# where to buy MAGNEPULL XP in Toronto



## Lone Crapshooter (Nov 8, 2008)

Try Amazon. several offers I just glanced with shipping about $ 200.00 US.

LC


----------



## 99cents (Aug 20, 2012)

Have you used it? How does it work in insulated walls? You might be able to get the leader between the insulation and the vapour barrier and then drag it down with the magnet. That would be better than trying to stuff a fish tape through insulation, which is impossible, especially if it's Roxul.


----------



## Clw020 (Dec 8, 2013)

Try techtoolsupply.com. I believe it's about $125 and they ship to canada now (don't know how much).


----------



## BryanB (Feb 15, 2014)

My boss bought us one for Christmas one year. I tried to use it once then stored it. It is a good theory and it might work some times but I had no luck the first time and put it away.


----------



## cdnelectrician (Mar 14, 2008)

Try White Radio in Burlington, I am pretty certain they sell them.


----------



## The_Modifier (Oct 24, 2009)

If you have the opportunity, purchase the Magne-spot as well. It saves you trips up and downs stairs and ladders to the attic.:thumbsup:


----------



## tester2 (Nov 15, 2014)

cdnelectrician said:


> Try White Radio in Burlington, I am pretty certain they sell them.

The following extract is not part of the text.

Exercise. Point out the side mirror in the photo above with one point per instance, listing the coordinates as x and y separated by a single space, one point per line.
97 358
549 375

 hi there, do you the website address on this location shop & is this in Ontario Canada.

Thanks


----------



## tester2 (Nov 15, 2014)

The_Modifier said:


> If you have the opportunity, purchase the Magne-spot as well. It saves you trips up and downs stairs and ladders to the attic.:thumbsup:


 hi there I search this work "*Magne-spot*" I don't see this item, do you know the complete name of this Item. How this item looks like.

Thanks


----------



## tester2 (Nov 15, 2014)

tester2 said:


> hi there, do you the website address on this location shop & is this in Ontario Canada.
> 
> Thanks


Thanks I found this address ttt.whiteradio.com/


----------



## tester2 (Nov 15, 2014)

any way I am still looking some shops in Toronto Ontario,

because this ttt.whiteradio.com/ don't sale any things to PUBLIC they said when I call to them.

so I am still looking for a shop in TORONTO ONTARIO.

Thanks


----------



## tester2 (Nov 15, 2014)

I saw magnespot phot also,

and my first preference to buy with in Canada locally.

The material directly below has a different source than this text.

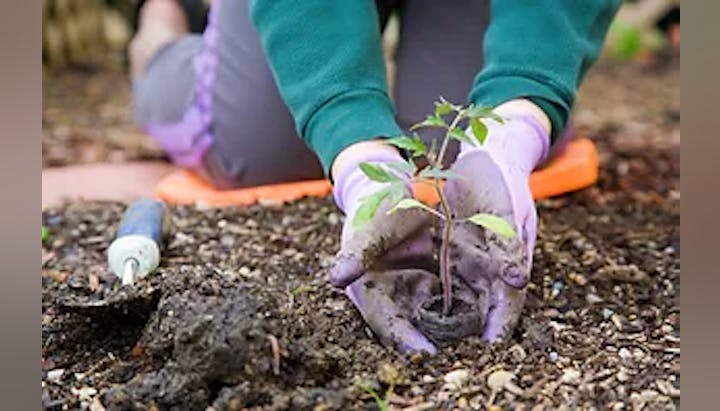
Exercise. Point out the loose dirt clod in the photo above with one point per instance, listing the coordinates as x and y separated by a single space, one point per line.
196 334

in case if I did not find then I want to buy from AMAZON it shows free shipping, but I am sure they are not going to give free shipping to CANADA. I try to look around on their site "CUSTOMER SERVICE TEL#" but I don't find at all to talk with them to find out wether FREE SHIPPING to CANADA or not.

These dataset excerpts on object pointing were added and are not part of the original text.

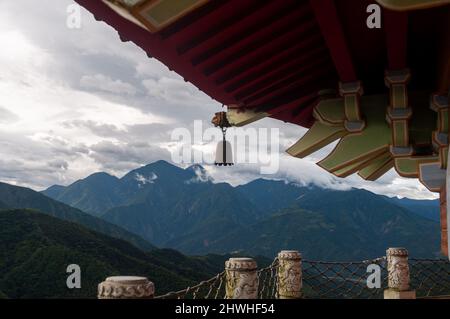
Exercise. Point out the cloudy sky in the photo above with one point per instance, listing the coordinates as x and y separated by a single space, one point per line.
77 101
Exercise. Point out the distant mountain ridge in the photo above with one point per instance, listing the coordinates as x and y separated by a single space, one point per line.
36 248
183 209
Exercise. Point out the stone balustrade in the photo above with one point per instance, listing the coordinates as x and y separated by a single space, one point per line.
242 279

So any body know wether they give free shipping to Canada or not. Because I don't see their tel# to contact them to find out more.

Thanks


----------



## Cemo (Feb 5, 2011)

I saw one at Sesco Vaughan location recently. If I remember correctly Torbram sell those as well.


----------



## tester2 (Nov 15, 2014)

I appreciate if give me any Tel# or address or web site address, that will be great.

Thanks


----------



## tester2 (Nov 15, 2014)

I already call to this seller tt.sesco.ca/contact/ they said they never heared about this Item, when I call T#416.745.9292 ,

So still I am looking.


----------



## Maple_Syrup25 (Nov 20, 2012)

I think cemo has a good point. Any electrical supplier should be able to order one for you. 
here is the link to Torbram Electric Supply they have a few locations in toronto. http://www.torbramelectric.com/branchlocations.php


----------



## tester2 (Nov 15, 2014)

hi there, thanks for the link I call to couple Tel# they said they don't have it.


----------



## Maple_Syrup25 (Nov 20, 2012)

tester2 said:


> hi there, thanks for the link I call to couple Tel# they said they don't have it.


ya but they might be able to order it in


----------



## tester2 (Nov 15, 2014)

when I call to sever Tel# they reply me, they don't have this product, I have to purchase from the manufacturer they said. They don't want to place an order specially for me.


----------



## The_Modifier (Oct 24, 2009)

Have you tried *HERE*?


----------



## tester2 (Nov 15, 2014)

I will give a try to the above link.

Thanks


----------



## Miroda (Dec 6, 2014)

Rack a Tiers carries this product and you can get it from Paul Wolf and other electrical suppliers


----------



## tester2 (Nov 15, 2014)

hi there, do you know any address & tel# of this stores.

thanks


----------



## tester2 (Nov 15, 2014)

this is the one they are in BC, but I am looking in Toronto Area any shop.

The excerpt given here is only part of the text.